Luke Lindenmeyer

No. 44 – Nebraska Cornhuskers
- Position: Tight end
- Class: Senior

Personal information
- Born: September 2, 2003 (age 22)
- Listed height: 6 ft 3 in (1.91 m)
- Listed weight: 250 lb (113 kg)

Career information
- High school: Papillion-La Vista Senior (Papillion, Nebraska)
- College: Nebraska (2022–present);
- Stats at ESPN

= Luke Lindenmeyer =

American football player (born 2003)

Luke Lindenmeyer (born September 2, 2003) is an American football tight end for the Nebraska Cornhuskers.

==Early life==
Lindenmeyer attended high school at Papillion-La Vista Senior located in Papillion, Nebraska.
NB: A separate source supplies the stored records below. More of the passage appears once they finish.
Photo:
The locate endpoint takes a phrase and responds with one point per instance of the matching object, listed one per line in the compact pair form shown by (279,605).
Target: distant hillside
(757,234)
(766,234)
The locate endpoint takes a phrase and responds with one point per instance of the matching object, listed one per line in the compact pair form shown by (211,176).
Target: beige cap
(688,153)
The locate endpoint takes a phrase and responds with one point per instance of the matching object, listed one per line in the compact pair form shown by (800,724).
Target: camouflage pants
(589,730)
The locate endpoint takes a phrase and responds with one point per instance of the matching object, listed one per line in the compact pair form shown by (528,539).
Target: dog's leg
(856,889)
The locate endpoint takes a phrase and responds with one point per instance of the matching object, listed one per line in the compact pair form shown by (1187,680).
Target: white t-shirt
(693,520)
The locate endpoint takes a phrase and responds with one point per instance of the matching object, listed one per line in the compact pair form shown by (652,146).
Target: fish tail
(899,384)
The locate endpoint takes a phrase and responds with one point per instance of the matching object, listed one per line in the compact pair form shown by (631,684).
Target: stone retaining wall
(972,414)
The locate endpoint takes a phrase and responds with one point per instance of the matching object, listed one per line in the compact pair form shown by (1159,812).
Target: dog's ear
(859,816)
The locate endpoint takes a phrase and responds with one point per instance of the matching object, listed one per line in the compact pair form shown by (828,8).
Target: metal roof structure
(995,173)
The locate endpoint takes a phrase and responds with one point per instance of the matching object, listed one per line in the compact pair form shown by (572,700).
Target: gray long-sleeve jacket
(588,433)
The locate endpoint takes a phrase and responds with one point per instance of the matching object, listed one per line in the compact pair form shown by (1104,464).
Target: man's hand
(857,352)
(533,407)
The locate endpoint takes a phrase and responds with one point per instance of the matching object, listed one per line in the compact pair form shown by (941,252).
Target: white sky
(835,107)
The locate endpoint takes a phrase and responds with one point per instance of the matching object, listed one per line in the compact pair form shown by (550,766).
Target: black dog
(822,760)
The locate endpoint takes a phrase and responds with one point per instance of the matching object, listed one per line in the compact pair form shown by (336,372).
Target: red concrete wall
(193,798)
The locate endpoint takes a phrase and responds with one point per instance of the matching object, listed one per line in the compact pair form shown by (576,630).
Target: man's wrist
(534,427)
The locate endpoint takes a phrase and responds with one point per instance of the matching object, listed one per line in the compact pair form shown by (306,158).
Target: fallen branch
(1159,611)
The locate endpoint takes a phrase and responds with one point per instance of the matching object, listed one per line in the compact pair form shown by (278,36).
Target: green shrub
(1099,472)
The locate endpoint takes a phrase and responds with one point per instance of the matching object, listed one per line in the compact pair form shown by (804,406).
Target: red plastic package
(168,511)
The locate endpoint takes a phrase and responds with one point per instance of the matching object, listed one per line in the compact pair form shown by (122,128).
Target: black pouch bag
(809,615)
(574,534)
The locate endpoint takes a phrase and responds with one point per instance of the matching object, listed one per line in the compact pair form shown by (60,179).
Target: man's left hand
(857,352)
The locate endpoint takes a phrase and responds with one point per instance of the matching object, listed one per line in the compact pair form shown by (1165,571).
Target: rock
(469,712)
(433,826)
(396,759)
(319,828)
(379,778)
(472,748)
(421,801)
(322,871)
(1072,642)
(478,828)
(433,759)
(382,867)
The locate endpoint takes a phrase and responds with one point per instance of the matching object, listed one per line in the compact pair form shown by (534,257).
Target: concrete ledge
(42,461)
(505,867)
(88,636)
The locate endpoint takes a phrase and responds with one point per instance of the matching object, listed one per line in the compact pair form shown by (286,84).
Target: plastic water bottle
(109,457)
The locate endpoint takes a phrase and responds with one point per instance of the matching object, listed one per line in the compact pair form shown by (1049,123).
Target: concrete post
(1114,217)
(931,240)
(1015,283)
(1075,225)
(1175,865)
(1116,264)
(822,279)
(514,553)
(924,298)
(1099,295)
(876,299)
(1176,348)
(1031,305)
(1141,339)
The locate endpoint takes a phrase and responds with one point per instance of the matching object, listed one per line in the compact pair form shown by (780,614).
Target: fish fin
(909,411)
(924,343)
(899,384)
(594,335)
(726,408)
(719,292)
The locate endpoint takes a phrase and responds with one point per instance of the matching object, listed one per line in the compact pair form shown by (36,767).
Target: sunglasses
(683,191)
Coming out of high school, he committed to play college football for the Nebraska Cornhuskers as a walk-on.

==College career==
During his first career season in 2022, Lindenmeyer would use the season to redshirt, before appearing in every game in 2023. During the 2024 season, he recorded five receptions for 50 yards. In week one of the 2025 season, Lindenmeyer made his first collegiate start, where he notched five catches for 47 yards against Cincinnati. In week two, Lindenmeyer hauled in three passes for 44 yards and his first career touchdown in a victory over Akron.

== Personal life ==
On September 6, 2025, Lindenmeyer proposed to his girlfriend, Nebraska scarlet dancer Kailyn Storovich on the field following a win against Akron.